Thanks for the detail. My guess is that the issue is log I/O to the log
device which in your case is also competing with the database I/O.
When you do the delete it is likely also killing your cache as it needs
to read in all the old data pages to do the delete.
You can probably make even the new system more scalable if you
can build in something that would group the inserts into more than one
per commit. I would not be surprised if you could get at least a 10
times more inserts per second if you could group 10 per commit. This
will help even when you change to the partitioned structure as you will
be able to handle way more inserts as you add even more devices.

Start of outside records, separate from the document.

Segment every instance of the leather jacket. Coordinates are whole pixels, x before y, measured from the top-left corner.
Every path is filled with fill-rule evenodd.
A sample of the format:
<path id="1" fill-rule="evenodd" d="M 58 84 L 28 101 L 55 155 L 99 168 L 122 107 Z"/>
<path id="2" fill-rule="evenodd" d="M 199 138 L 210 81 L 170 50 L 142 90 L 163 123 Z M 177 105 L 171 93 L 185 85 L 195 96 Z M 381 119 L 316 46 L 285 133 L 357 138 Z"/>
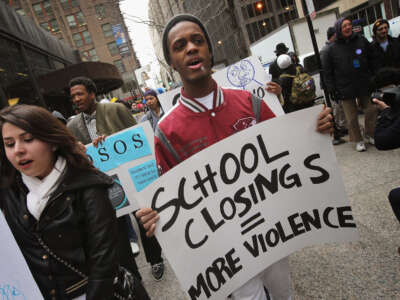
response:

I think you could really optimize the insert speed if you could funnel
all the inserts to one thread and have it batch the inserts and commit
them something like once a second. Since you are not cpu bound at all
I don't think the one thread would be a bottle neck.

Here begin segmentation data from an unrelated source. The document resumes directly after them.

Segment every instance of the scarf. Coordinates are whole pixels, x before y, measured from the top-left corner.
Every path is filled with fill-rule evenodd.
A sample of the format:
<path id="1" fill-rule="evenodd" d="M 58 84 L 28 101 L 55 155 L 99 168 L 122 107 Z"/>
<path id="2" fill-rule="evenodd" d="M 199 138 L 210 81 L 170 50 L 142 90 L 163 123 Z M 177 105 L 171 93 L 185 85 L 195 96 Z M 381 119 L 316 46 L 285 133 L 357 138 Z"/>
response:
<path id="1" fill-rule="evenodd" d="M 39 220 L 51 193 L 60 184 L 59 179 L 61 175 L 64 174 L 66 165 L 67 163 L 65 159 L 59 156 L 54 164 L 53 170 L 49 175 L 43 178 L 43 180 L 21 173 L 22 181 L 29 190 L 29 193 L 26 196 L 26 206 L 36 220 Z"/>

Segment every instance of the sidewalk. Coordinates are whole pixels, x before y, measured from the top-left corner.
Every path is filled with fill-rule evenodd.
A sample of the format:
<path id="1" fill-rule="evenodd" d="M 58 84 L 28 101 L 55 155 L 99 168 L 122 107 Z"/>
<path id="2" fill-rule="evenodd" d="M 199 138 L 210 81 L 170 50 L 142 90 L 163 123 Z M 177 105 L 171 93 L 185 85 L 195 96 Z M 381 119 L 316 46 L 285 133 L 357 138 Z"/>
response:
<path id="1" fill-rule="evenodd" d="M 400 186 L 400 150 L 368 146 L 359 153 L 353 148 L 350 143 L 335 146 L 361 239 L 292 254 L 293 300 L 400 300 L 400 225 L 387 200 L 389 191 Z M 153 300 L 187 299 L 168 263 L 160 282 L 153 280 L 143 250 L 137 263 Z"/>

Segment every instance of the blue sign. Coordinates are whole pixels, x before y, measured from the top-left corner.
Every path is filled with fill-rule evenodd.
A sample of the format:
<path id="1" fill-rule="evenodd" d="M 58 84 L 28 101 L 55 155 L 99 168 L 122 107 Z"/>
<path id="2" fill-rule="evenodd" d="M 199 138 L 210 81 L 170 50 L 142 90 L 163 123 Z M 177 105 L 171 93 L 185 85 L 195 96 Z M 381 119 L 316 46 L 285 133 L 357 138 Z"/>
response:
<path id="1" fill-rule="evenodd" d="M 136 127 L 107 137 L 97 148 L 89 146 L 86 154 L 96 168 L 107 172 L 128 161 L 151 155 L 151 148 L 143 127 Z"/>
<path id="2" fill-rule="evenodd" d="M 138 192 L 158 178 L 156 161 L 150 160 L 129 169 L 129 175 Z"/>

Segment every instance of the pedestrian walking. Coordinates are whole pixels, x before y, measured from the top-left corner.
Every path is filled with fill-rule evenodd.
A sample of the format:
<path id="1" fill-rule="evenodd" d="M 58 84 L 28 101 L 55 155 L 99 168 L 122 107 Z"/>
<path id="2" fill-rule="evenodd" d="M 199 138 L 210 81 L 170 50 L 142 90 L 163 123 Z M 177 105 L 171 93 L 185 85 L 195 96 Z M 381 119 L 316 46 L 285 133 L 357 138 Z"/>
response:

I do agree though that the partitioned approach will likely be the most
scalable as the delete part will have almost no overhead in this scheme,
and is guaranteed to return all the space to the OS.
Bergquist, Brett wrote:
The data is actually coming from test measurements from devices in a network.
For testing purposes, I was able to change the firmware in a device to generate
more tests per second to up the rate. So there are more things going on than
just database work:
- thread receiving test measurements from many devices and decoding data
- passing data off to a Java Resource Connector (JCA Resource Adapter)

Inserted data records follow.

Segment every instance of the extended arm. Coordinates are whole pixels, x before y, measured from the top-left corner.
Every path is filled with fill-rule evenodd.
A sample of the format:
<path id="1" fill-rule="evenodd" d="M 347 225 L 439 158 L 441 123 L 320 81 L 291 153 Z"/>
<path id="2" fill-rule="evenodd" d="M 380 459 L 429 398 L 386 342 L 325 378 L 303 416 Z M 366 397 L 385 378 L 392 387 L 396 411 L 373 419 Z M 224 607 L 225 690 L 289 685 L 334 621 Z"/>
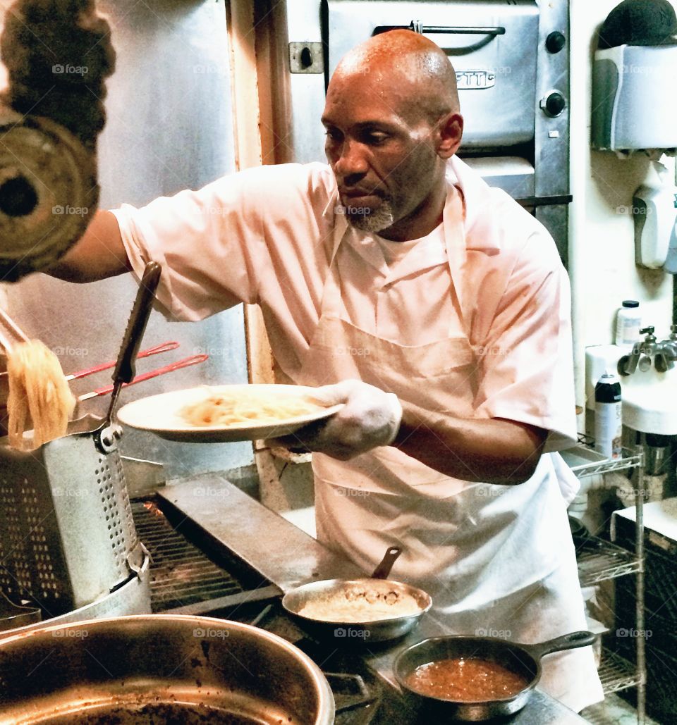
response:
<path id="1" fill-rule="evenodd" d="M 546 436 L 514 420 L 451 418 L 406 405 L 393 444 L 454 478 L 512 484 L 533 474 Z"/>
<path id="2" fill-rule="evenodd" d="M 82 239 L 46 273 L 69 282 L 94 282 L 131 269 L 115 215 L 97 212 Z"/>
<path id="3" fill-rule="evenodd" d="M 345 407 L 320 424 L 274 442 L 346 460 L 393 445 L 447 476 L 489 484 L 521 484 L 533 475 L 547 431 L 501 418 L 469 419 L 432 413 L 358 380 L 318 388 L 325 405 Z"/>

to an endpoint (Message Driven Bean)
- inserting the data
So yes, the inserts are being committed for each measurement. In the real
world, we are seeing about 8 inserts/second continuous every second of every
day. This is going up however as more devices are added to the network. We
have gone from about 100K measurements to almost 800K measurements in the last
6 months, so growth is important.
The purging of the data is kicked off by a Quartz Job that purges out measurement results
that are older than 30 days (configurable). This is done in chunks of 1000 results per
transaction commit to keep the transaction log size down but still have somewhat good
performance. Right now this takes about 2 hours of time with the inserts continuing to
come in. One problem is that the deletion is effecting the insertion rate. The deletion
does not really have to be done "as fast as possible", only that it be done by
before the next day. So I have done some changes to allow both the deletion to occur
without affecting the insertion rate enough to where it becomes a problem. This will
hold us over for a few months.
In tuning this, I saw this issue that the insertion rate stays low long after
the deletion is over and done with. I can tell by the CPU usage and the disk
I/O usage as I know the pattern of normal insertion.
While this has worked okay for the last few years, my model is flawed and a
better usage will be partition the data.
The application is running at a customer site and the system is an old Sun V480
running Solaris 10. 4 CPU's and 8Gb of memory. The system is not CPU bound by
any means as it is usually about 70% idle. It might start to be I/O bound
during the deletion phase as the disks are not that large or current. I know I
should move the transaction log onto a second disk, but the up until just
recently the complexity of the setup outweighed the increase in performance.
This is pretty much a headless system that is never looked at as long as it
works correctly. No sysadmin, no DBA looking at the system. So up until the
recent dramatic increase of the number of devices in the network, Derby has
worked very well.
Again, I appreciate the feedback. I will look next week to write a standalone
Java application that will simulate this setup and see what I find.
Brett
-----Original Message-----
From: Mike Matrigali [mailto:[email protected]]
Sent: Friday, August 06, 2010 1:57 PM
To: [email protected]
Subject: Re: Question/observations on purged rows and insert rates
Bergquist, Brett wrote:
Also after testing we are seeing the following. With a database with no
deleted rows, my test application is inserting about 150 records/second
into a table. I let this run for about 2 million records and the insert
rate is consistent. Now I purge out 1.5 million records and run the
test again. The insert rate is now about 25 records/second. Running
the above compress with the PURGE_ROWS option and rerun the test and
still about 25 records/second. Run full SYSCS_UTIL.SYSCS_COMPRESS_TABLE
and rerun the test and the insert rate is back to 150 records/second.
Both of these insert rates seem really slow. I am going to guess
that you do one commit per insert, is that right?